Il Pakistan vuole che i pakistani bevano meno tè
Secondo il governo importare tutto quello che viene consumato nel paese è troppo costoso, ma la richiesta non è stata presa bene
Martedì il ministro federale per la Pianificazione e lo Sviluppo del Pakistan, Ahsan Iqbal, ha invitato la popolazione pachistana a ridurre il consumo giornaliero di tè di «una o due tazze», per cercare a suo dire di contenere gli effetti della grande crisi economica in corso nel paese. Il Pakistan è il principale importatore di tè al mondo e si stima che in media i suoi circa 220 milioni di abitanti ne consumino almeno tre tazze ogni giorno: ma tutto il tè consumato dai pakistani è importato dall’estero, e la grande quantità di valuta estera usata per comprare da altri paesi rischierebbe, secondo il ministro, di peggiorare la situazione dell’economia, già in grave crisi.
Secondo l’Observatory of Economic Complexity, una società che si occupa di analisi di dati sul commercio internazionale, nel 2020 il Pakistan ha speso l’equivalente di circa 640 milioni di dollari per le importazioni di tè. Queste spese, come ha scritto Associated Press, sono sostenute direttamente dal governo, che per comprare tè dall’estero utilizza le riserve di valuta straniera della Banca centrale pachistana.
Ma da mesi ormai in Pakistan è in corso una grave crisi provocata dal forte aumento del prezzo degli alimenti, dell’elettricità e del carburante, e lo stato precario dell’economia sta provocando un peggioramento della bilancia dei pagamenti. Il Pakistan importa dall’estero molto più di quello che esporta, e le riserve di valuta straniera per comprare i beni si stanno esaurendo: la Banca centrale deteneva 16 miliardi di dollari a febbraio di quest’anno, che si sono ridotti a poco più di 10 miliardi a maggio. Di questo passo, le riserve potrebbero finire nel giro di pochi mesi.

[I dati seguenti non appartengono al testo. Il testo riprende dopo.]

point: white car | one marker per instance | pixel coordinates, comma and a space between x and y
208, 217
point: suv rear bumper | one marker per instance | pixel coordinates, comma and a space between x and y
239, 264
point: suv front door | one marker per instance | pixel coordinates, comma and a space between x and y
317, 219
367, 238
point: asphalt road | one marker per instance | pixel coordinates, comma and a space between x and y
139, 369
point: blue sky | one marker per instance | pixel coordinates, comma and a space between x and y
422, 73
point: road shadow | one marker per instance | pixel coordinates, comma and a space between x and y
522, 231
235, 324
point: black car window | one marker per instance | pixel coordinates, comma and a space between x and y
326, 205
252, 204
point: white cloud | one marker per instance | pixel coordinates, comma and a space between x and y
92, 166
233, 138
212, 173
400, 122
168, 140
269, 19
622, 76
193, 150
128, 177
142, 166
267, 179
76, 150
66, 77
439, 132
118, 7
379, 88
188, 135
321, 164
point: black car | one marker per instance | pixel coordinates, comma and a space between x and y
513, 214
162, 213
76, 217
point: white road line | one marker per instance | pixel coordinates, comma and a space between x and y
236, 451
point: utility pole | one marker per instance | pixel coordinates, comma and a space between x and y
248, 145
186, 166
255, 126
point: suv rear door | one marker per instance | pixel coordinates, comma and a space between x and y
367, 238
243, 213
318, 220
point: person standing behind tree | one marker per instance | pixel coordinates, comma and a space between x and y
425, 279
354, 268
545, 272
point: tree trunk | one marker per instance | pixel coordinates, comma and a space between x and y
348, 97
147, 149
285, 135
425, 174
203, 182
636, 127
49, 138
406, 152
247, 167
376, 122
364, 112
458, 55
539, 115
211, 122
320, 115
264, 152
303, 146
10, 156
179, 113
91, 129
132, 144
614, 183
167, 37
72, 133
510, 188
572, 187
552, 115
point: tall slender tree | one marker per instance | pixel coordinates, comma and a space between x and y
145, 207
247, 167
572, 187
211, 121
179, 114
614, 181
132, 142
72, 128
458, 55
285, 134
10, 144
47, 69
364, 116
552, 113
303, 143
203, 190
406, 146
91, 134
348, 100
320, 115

Anche per questo, a metà maggio il governo aveva già bloccato le importazioni di una quarantina di prodotti considerati non essenziali, tra cui automobili, smartphone e cosmetici, per cercare di tenere sotto controllo l’inflazione e tentare di stabilizzare le riserve di valuta. Il ministro Iqbal, almeno a giudicare dalle sue dichiarazioni, vorrebbe ridurre la fuoriuscita di valuta straniera anche per quanto riguarda il tè: non vietandolo del tutto, ma chiedendo ai cittadini di berne un po’ meno. Iqbal ha perfino aggiunto che i commercianti dovrebbero chiudere anticipatamente le proprie attività per risparmiare elettricità.
Il peculiare appello di Iqbal è stato molto criticato, in particolare sui social media, dove moltissimi utenti hanno espresso forti dubbi sul fatto che bere una tazza di tè in meno ogni giorno possa davvero contribuire a risolvere i problemi economici del paese. Tanto più che in Pakistan il tè è una delle principali bevande nazionali, e chiedere ai cittadini di rinunciarvi anche soltanto in parte è una mossa decisamente azzardata.
La grave situazione economica del paese comunque è la principale questione da risolvere per il governo del primo ministro Shehbaz Sharif, ex leader dell’opposizione, che lo scorso aprile aveva preso il posto di Imran Khan, sfiduciato dal parlamento.
Il Movimento per la Giustizia del Pakistan, il partito nazionalista e populista di Khan, ora all’opposizione, ha accusato Sharif di aver fatto danni all’economia nel giro di soli due mesi; Sharif, presidente del partito liberal-conservatore Lega musulmana del Pakistan, ha a sua volta sostenuto che il Pakistan stia pagando il prezzo delle politiche miopi di Khan.
Le misure di austerità introdotte dal governo servono tra le altre cose per fornire sufficienti garanzie per un prestito da 6 miliardi di dollari che il Fondo monetario internazionale dovrebbe concedere al Pakistan ma che è bloccato ormai da anni. La settimana scorsa il governo ha presentato una nuova legge di bilancio dal valore di circa 47 miliardi di dollari che contiene vari tagli alla spesa pubblica, la rimozione di alcuni sussidi e nuove tasse alle fasce più ricche della popolazione.